A collage of thank you messages received by COVID-19 volunteers
The group of volunteers that Prasanna and Saisree are part of has begun focussing on what they have been able to achieve. “That was the only way to move ahead. We have a ‘Good Vibes’ channel on Slack [a business communication platform], where we share the good news. It could be screenshots of messages of people thanking us, people who had been cured and cases we resolved. The team decided to concentrate on that,” says Prasanna, who now volunteers on alternate days.
Dr Simhadri has begun seeking help from mental health professionals, and says she is already feeling better after weekly sessions over the last month with the psychologist.
Pre-existing mental health conditions were exacerbated during the second wave and those dealing with the stress could be affected in the long term, says Dr Netam. “A lot of things come to the surface [during therapy] such as anger and distress. Some people need medication when mental health begins to affect physical health; I have even asked people to step back seeing how it impacted their mental health,” she says.

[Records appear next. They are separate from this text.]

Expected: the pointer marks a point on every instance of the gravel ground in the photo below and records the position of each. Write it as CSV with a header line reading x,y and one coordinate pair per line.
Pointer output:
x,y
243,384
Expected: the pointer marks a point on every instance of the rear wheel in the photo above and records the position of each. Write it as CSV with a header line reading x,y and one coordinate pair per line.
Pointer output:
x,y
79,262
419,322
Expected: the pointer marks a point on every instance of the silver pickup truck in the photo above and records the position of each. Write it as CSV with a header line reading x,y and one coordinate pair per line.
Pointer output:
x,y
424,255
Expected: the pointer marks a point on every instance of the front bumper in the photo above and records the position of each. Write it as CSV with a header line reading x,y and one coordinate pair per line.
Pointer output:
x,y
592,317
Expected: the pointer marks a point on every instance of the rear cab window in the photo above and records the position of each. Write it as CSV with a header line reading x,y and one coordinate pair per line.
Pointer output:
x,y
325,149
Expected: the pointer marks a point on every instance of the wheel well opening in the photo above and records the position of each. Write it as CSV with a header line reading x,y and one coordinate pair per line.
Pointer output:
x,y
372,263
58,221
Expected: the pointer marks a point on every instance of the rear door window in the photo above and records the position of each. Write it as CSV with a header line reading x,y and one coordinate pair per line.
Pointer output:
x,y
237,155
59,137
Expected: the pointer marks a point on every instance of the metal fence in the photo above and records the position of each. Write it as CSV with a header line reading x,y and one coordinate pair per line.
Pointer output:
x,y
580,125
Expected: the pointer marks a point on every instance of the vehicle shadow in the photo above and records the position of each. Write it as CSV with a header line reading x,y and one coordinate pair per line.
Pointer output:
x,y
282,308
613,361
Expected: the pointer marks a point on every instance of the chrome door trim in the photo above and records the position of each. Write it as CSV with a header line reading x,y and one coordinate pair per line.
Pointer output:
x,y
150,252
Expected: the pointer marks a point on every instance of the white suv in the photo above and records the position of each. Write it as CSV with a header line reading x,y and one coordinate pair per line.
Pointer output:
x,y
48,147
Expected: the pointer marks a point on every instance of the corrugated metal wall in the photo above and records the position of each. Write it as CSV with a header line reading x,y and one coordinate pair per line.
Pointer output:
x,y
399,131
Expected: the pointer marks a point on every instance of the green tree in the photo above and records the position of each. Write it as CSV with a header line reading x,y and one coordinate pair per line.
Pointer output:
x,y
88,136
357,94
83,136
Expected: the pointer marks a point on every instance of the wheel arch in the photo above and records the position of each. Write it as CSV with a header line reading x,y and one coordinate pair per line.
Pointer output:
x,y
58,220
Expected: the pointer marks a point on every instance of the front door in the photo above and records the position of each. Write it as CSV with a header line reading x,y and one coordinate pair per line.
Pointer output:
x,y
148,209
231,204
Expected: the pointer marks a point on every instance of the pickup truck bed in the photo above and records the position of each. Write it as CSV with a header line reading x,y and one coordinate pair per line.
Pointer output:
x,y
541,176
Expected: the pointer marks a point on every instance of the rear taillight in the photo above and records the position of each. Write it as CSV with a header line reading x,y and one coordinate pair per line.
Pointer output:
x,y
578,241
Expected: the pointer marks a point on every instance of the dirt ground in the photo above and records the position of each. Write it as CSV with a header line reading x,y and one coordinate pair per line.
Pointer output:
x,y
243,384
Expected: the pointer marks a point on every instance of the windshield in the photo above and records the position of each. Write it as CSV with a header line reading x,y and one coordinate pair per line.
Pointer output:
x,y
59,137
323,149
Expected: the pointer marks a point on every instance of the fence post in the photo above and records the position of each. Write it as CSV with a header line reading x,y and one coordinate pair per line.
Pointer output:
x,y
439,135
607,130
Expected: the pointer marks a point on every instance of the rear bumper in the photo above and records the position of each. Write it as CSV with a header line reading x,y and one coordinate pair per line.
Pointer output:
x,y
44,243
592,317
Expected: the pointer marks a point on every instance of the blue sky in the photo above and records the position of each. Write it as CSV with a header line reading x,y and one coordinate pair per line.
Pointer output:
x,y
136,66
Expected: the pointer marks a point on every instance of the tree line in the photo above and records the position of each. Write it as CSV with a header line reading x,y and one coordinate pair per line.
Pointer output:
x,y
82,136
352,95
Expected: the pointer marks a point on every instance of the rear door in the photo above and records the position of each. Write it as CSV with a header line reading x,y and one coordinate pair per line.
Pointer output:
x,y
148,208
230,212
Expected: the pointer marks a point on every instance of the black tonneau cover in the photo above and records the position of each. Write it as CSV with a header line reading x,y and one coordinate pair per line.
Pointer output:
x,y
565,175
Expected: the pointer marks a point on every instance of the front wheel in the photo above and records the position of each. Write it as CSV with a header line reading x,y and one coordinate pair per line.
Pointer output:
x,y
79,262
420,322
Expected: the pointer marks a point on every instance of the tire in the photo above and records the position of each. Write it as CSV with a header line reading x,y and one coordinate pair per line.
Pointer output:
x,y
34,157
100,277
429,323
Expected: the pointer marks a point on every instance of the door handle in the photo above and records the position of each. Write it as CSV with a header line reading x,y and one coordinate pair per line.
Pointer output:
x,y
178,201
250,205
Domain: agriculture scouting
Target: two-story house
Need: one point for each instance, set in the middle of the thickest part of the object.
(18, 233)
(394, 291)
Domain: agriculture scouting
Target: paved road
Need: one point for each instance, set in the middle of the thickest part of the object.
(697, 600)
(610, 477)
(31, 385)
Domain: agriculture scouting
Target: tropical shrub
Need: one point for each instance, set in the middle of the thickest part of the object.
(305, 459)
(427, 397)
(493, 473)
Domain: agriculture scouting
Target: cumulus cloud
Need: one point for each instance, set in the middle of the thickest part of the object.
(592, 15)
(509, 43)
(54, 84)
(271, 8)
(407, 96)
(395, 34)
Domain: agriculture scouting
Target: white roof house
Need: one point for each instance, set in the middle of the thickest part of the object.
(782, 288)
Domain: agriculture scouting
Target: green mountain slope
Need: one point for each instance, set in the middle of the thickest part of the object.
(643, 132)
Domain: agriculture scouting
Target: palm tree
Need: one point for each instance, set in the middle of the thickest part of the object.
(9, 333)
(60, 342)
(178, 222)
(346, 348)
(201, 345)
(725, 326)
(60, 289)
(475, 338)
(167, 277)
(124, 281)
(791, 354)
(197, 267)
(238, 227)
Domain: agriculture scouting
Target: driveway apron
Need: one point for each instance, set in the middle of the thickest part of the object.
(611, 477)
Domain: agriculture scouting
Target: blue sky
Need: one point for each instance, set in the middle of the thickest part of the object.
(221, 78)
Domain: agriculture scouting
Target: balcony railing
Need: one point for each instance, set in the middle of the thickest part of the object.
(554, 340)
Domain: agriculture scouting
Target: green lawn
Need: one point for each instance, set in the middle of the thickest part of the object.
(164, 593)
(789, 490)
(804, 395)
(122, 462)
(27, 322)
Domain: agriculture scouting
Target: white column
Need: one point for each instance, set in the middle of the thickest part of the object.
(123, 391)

There is another side to it, however. For some, volunteering is validation. Even a means of dealing with the loss of a dear one. “We had a volunteer who lost her father to COVID-19 in January this year, helping others was her means of coping with the death. She was putting in eight to nine hours to help,” says Ankita.
Some need to be proactive to feel useful, explains Dr Netam. “They question themselves if they don’t do anything. The thought of ‘What are we doing for people at such a trying time?’ worries them,” she adds.
Dr Simhadri confesses that volunteers like herself will not stop despite the emotional toll. “We will keep finding ways of helping.”